The eyelid skin is the thinnest and most sensitive skin on your body. As a result, this is often the first area on your face to show change from sun damage and aging. Unfortunately, sun damage and other environmental toxins not only cause the skin to age but can cause serious damage. Skin cancer of the eyelids is relatively common and several types exist. The presence of a nodule or lesion on the eyelid that grows, bleed or ulcerates should be evaluated. This involves examination and sometimes a biopsy.
Basal Cell Carcinoma
Basal cell tumors represent the ninety percent of eyelid tumors. These skin cancers grow slowly over months and years. They most often appear as a pearly nodule that eventually starts to break down and ulcerate. Despite being a cancer, these tumors don't spread to distant areas but rather just continue to grow and infiltrate the surrounding tissue. They typically can be cured by simple excision followed by reconstruction of the defect left behind after the tumor removal.
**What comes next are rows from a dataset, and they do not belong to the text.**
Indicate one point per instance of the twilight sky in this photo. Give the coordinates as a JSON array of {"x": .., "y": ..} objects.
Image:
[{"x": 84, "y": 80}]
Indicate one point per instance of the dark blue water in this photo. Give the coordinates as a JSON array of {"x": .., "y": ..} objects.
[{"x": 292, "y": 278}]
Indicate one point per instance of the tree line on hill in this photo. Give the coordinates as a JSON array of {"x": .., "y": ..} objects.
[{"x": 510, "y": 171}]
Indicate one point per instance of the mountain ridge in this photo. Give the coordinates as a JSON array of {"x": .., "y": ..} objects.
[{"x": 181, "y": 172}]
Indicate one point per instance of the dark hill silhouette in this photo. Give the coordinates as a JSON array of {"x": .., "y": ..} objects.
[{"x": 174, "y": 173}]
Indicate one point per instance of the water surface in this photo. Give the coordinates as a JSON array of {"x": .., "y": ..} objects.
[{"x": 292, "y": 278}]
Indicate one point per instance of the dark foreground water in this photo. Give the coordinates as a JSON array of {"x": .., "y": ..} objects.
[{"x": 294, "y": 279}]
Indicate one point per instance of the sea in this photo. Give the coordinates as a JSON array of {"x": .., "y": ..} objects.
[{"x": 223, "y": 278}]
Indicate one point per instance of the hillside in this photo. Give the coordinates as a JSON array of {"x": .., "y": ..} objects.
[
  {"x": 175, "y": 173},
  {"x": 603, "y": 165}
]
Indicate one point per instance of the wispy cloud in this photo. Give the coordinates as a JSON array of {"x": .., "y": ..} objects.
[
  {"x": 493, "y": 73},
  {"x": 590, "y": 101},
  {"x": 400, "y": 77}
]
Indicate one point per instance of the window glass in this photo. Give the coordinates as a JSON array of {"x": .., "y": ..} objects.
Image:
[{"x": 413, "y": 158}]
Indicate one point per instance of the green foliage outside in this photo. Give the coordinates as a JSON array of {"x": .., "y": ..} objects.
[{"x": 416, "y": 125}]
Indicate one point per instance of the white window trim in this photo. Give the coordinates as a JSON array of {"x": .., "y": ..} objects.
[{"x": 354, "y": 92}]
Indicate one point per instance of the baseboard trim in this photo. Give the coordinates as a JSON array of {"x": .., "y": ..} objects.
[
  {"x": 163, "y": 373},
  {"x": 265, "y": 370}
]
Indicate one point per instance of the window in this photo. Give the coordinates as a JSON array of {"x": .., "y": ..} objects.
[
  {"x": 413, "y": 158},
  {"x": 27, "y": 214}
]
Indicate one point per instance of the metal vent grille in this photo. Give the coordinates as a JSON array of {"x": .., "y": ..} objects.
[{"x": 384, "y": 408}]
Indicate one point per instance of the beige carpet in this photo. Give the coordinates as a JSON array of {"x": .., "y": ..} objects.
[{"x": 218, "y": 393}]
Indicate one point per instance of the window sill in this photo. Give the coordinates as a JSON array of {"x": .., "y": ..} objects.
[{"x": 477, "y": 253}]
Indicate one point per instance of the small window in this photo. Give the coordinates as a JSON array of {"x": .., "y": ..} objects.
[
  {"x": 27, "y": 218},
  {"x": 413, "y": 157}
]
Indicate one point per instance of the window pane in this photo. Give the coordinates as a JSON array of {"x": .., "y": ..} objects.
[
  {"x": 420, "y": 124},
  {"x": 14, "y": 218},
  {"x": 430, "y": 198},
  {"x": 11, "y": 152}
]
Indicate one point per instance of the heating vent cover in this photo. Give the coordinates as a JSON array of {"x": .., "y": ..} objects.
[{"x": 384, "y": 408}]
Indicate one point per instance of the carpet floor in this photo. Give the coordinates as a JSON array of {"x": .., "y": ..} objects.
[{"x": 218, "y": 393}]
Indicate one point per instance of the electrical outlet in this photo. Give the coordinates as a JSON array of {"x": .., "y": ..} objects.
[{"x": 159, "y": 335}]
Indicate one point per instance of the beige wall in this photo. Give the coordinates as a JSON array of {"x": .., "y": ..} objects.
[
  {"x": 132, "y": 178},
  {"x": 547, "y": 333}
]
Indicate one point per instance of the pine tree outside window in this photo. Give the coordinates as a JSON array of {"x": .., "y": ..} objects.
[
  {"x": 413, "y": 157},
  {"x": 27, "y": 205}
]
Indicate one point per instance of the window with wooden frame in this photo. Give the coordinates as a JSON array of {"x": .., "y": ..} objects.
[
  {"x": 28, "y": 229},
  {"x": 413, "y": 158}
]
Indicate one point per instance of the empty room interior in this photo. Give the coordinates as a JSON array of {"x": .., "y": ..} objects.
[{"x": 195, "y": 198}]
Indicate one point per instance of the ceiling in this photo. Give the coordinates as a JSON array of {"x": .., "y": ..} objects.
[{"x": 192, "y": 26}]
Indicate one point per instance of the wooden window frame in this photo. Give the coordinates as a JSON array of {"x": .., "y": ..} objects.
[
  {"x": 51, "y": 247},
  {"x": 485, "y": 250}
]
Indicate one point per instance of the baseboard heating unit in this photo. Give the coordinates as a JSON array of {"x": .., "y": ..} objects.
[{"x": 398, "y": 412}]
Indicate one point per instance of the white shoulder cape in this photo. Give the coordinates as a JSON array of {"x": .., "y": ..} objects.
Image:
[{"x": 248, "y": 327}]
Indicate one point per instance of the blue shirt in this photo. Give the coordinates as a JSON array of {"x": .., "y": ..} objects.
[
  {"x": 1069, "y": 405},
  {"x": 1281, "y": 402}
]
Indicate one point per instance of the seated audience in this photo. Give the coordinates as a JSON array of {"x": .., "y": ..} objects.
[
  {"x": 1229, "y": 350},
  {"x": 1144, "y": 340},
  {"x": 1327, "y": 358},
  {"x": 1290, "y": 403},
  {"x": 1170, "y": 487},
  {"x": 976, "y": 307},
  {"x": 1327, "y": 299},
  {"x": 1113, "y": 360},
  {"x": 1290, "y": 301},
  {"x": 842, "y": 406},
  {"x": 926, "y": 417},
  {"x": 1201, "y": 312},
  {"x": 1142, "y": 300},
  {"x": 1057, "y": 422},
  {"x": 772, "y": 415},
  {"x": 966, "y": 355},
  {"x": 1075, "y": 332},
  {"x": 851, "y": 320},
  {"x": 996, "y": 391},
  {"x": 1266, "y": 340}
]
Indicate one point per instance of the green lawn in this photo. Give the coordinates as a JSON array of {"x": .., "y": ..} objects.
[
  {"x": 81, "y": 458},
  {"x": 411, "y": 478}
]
Squamous Cell Carcinoma and Melanoma
These types of tumors occur much less common but are more aggressive and require more involved care to ensure complete treatment. Again, primary treatment involves removing the tumor, but care must also be taken to ensure the tumor has not spread anywhere, causing larger health problems. Your surgeon will help coordinate this as part of your treatment depending on the size and circumstances of the tumor at presentation.
Skin cancer needs to be removed surgically by a skilled individual who can not only remove the tumor but reconstruct the eyelid or area where the tumor was removed. Sometimes surgeon will do this themselves at a surgical facility with an on site pathologist who can immediately examine the specimen to ensure the whole tumor was removed. Other times, the help of a dermatologic surgeon specializing in Mohs surgical excision will be utilized. This procedure is completed into two steps, the first in the dermatologist’s office with immediate examination of the tumor to ensure its complete removal followed by the reconstructive surgery by your surgeon. Oculo-Facial plastic surgeons are the optimal person to repair these defects as the eyelid is quite delicate. Members of ASOPRS are well versed in the intricacies of the eyelid anatomy and the pitfalls associated with reconstructing this area.